Pero lo que más le sorprendió fue ver un par de largas y femeninas piernas subidas a una escalera en la terraza.
–¿Ya has vuelto? –preguntó la mujer que, al parecer, había oído la puerta–. Es demasiado pronto. Márchate y vuelve dentro de media hora.
Seb no se movió. Siguió mirando las piernas. Y sintió interés e irritación al mismo tiempo.
¿El inquilino era una mujer? ¿Y Frank no se había molestado en decírselo?
Bueno, tal vez para él no fuese importante.
–¿Cody? –llamó la mujer–. ¿Me has oído? Te he dicho que te marches.
Seb se aclaró la garganta.
–No soy Cody –contestó, más tranquilo al ver que no le temblaba la voz, sin dejar de mirar las piernas.
–¿No…?
La mujer bajó un par de peldaños y se agachó para asomar la cabeza.
Seb se quedó de piedra.
¿Neely Robson?
Imposible. Cerró los ojos y los volvió a abrir. Era Neely Robson.
Se miraron el uno al otro.
Y entonces, casi a cámara lenta, ella se incorporó y Seb dejó de ver su rostro.
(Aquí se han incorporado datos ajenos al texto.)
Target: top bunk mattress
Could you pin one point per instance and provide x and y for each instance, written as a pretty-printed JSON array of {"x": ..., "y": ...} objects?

Por un instante, creyó que se lo había imaginado.
Entonces la vio bajar de la escalera y acercarse a la puerta, con una brocha en la mano.
–Señor Savas –dijo de manera educada, con voz un tanto ronca y provocativa.
Seb se preguntó si a Max también lo llamaría señor Grosvenor.
–Señorita Robson –respondió él en tono cortante.
–Lo siento. No esperaba… Pensé que era Cody con Harm –comentó. Estaba ruborizada.
Seb sacudió la cabeza, sin saber de lo que le estaba hablando.
–Mi perro. Harmony. Así se llama. El chico que vive al otro lado del muelle se lo ha llevado a dar un paseo. Pensé que ya estaban de vuelta y todavía no he terminado de pintar.